The other is a compass used to draw circles:
If they be two, they are two so
As stiff twin compasses are two;
Thy soul, the fixed foot, makes no show
To move, but doth, if the other do.
And though it in the center sit,
Yet when the other far doth roam,
It leans and hearkens after it,
And grows erect, as that comes home.
Gopnik is right that Donne would have loved notions of entanglement, which would provided an even better analogy for his spiritual connection with his wife.
In my British Fantasy class, I talk about the thin line between science and magic that we see in The Tempest. If science fiction emphasizes the natural and fantasy the supernatural—well, the 17th century didn’t make a clear distinction between the two. Prospero consults his books and manipulates nature, but the age didn’t distinguish between whether he was doing science or magic. (It was, however, fascinated by the distinction between white magic and black magic.)
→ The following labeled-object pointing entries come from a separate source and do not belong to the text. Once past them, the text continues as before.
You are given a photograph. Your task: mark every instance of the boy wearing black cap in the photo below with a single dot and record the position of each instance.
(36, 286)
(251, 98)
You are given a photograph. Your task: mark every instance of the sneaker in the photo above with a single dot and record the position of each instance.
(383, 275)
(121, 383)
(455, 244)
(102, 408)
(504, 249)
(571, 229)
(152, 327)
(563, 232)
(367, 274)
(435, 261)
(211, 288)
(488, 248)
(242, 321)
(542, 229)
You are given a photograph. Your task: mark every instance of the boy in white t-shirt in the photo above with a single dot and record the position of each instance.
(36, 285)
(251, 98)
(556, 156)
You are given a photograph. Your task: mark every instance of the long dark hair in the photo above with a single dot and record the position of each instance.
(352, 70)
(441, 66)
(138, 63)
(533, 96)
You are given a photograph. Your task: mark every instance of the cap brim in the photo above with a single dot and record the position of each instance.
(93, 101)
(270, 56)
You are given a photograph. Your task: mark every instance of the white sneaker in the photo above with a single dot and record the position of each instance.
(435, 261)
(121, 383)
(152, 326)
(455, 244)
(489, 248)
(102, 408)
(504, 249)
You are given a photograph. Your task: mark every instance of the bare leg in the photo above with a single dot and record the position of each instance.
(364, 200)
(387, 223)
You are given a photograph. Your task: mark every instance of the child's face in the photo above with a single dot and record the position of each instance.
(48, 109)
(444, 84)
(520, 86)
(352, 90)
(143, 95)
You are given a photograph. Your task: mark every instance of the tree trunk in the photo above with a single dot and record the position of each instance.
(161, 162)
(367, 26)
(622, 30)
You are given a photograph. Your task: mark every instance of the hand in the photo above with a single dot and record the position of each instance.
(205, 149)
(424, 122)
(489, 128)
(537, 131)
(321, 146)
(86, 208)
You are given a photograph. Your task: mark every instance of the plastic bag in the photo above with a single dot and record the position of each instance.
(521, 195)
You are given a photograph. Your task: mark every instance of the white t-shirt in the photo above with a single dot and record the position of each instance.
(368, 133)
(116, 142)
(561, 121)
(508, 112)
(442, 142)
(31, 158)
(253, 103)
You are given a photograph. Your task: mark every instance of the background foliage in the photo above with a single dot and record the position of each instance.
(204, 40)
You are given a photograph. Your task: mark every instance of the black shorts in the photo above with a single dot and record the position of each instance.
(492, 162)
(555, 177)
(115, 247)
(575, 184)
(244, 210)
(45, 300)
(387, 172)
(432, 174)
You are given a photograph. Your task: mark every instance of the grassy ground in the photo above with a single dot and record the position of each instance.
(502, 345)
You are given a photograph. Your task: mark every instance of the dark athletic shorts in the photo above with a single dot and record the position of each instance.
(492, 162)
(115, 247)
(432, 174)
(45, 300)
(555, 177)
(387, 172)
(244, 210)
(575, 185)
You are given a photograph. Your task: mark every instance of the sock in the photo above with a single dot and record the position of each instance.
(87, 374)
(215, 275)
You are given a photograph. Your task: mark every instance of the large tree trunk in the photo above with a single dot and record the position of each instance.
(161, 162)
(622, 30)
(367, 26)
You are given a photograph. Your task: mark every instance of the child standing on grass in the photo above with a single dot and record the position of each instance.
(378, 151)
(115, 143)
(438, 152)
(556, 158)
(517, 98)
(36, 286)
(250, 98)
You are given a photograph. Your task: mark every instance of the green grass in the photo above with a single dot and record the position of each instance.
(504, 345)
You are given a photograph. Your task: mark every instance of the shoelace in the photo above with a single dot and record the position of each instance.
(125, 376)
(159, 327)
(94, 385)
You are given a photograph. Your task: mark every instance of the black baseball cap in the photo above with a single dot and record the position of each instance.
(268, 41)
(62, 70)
Gopnik quotes from David Wooton’s The Invention of Science to explain how our current distinction between magic and science arose:
What killed alchemy was the insistence that experiments must be openly reported in publications which presented a clear account of what had happened, and they must then be replicated, preferably before independent witnesses. The alchemists had pursued a secret learning, convinced that only a few were fit to have knowledge of divine secrets and that the social order would collapse if gold ceased to be in short supply. . . . Esoteric knowledge was replaced by a new form of knowledge, which depended both on publication and on public or semi-public performance. A closed society was replaced by an open one.
Modern fantasy came into its own with the scientific revolution of the 18th century. Although much of what people had once believed were now regarded as superstition, those fantasies expressed dimensions of the Real that science cannot do justice to, including the emotional and the spiritual realms. Science, for instance, comes up short when it comes to Love.
As Donne will testify, however, it can provide useful analogies.